Malaysia Airports Holdings - 1H18 Within Expectations

Date: 29/08/2018

Source  :  KENANGA
Stock  :  AIRPORT       Price Target  :  8.60      |      Price Call  :  SELL
        Last Price  :  4.91      |      Upside/Downside  :  +3.69 (75.15%)

1H18 CNP of RM215.6m is in line with our/consensus full- year estimates at 54%/49%, respectively. A 5.0 sen dividend was declared, short of our full-year expectations of 14.0 sen. No changes to FY18/19E earnings. Maintain UP with unchanged TP of RM8.60 on PBV of 1.72x.

In line. 1H18 CNP of RM215.6m came in within our/consensus forecasts accounting for 54%/49% of full-year estimates, respectively. A 5.0 sen dividend was declared as expected, below our full-year expectations of 14.0 sen. Note that we derived our CNP of RM215.6m after excluding the gains in disposal of GMR Male (RM28.2m) and GMR Hyderabad (RM258.4m).

Result highlights. 1H18 CNP of RM215.6m improved 120%, YoY backed by revenue growth (+8%) coupled with improvements in operating margins (+4ppt). The revenue growth is driven by encouraging passenger traffic growth, especially international traffic and lower staff cost, which subsequently improved its operating margin. QoQ, 2Q18 CNP was down by 50% attributable to several factors, i.e. (i) weaker revenue (-5%) arising from lower international traffic coupled with the adjustment in MARCS PSC, (ii) lower contribution from its retail and commercial revenue, and (iii) compression in operating margins (- 4ppt) and spike in tax (+40%).

Highlight of the briefing would be the development over stake sale of ISG. However, management maintained their stance that they are still looking out for a strategic stake partner that could value-add to their Turkey business, i.e. extension of concession or enhance traffic growth with no commitment on timeline of the potential divestment.

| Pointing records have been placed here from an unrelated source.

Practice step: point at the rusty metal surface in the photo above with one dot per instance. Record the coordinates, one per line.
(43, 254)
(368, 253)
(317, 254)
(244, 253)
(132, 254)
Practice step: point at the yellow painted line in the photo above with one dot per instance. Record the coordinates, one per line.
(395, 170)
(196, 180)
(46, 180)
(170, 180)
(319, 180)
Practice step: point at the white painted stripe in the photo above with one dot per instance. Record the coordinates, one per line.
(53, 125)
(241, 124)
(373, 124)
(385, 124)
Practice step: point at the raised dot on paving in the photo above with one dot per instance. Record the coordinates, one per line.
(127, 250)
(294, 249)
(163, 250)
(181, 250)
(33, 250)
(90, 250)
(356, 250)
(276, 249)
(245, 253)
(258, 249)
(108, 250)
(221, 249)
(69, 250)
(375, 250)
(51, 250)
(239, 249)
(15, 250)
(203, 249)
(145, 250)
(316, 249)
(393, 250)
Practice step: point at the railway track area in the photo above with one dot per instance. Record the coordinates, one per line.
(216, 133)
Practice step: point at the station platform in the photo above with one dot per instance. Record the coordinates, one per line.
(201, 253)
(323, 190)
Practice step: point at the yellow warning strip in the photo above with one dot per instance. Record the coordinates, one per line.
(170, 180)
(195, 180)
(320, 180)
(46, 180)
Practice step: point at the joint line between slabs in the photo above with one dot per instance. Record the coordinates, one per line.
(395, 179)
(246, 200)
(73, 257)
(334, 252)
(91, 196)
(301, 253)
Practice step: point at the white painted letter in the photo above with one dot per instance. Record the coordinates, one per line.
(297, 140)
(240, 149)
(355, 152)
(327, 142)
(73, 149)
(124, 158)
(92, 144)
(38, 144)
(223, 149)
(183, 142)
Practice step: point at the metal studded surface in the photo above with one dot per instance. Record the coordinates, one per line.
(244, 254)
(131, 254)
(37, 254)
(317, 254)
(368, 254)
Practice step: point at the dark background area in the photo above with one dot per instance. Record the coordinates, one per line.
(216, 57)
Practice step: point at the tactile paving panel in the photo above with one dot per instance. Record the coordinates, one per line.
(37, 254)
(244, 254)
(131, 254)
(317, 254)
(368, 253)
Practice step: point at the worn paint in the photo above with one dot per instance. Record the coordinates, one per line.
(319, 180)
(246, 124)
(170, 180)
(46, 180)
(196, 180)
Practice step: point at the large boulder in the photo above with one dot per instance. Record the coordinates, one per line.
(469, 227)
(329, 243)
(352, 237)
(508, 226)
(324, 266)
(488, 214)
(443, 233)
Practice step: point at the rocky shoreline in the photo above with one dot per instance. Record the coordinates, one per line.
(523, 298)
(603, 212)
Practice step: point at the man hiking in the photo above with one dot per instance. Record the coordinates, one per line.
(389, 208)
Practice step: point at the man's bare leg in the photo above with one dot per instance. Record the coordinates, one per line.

Outlook. While AIRPORT’s performance is commendable, we believe there is a lot more to be done given that management is working relentlessly to meet MAVCOM’s QoS (Quality of Service) framework, which is expected to be rolled out in stages. To recap, management have planned CAPEX of RM600-700m over 2-3 years to upgrade their infrastructure to meet or exceed QoS requirement. That said, we are also anticipating the study on new PSC charges from MAVCOM which could be favourable or detrimental to AIRPORT’s prospects.

Earnings maintained. Post results, no changes to our FY18-19E earnings.

Maintain UP with unchanged TP of RM8.60. Our TP is based on unchanged PBV of 1.72x PBV pegged at +0.5SD to its 2-year average. We think our applied +0.5SD level is reasonable given the recovery of passenger traffic at Turkey on the back of ISG’s terminal capacity expansion by 2H18. While we believe that there is great potential in AIRPORT, we do not see any near-term catalyst pending clarity and direction from MAVCOM on the on-going developments i.e. new PSC charges, and RAB model, which could potentially prompt us to upgrade our valuation and recommendation.

Risks to our call include: (i) higher-than-expected passenger growth, and (ii) sharp swing in forex MYR/EUR.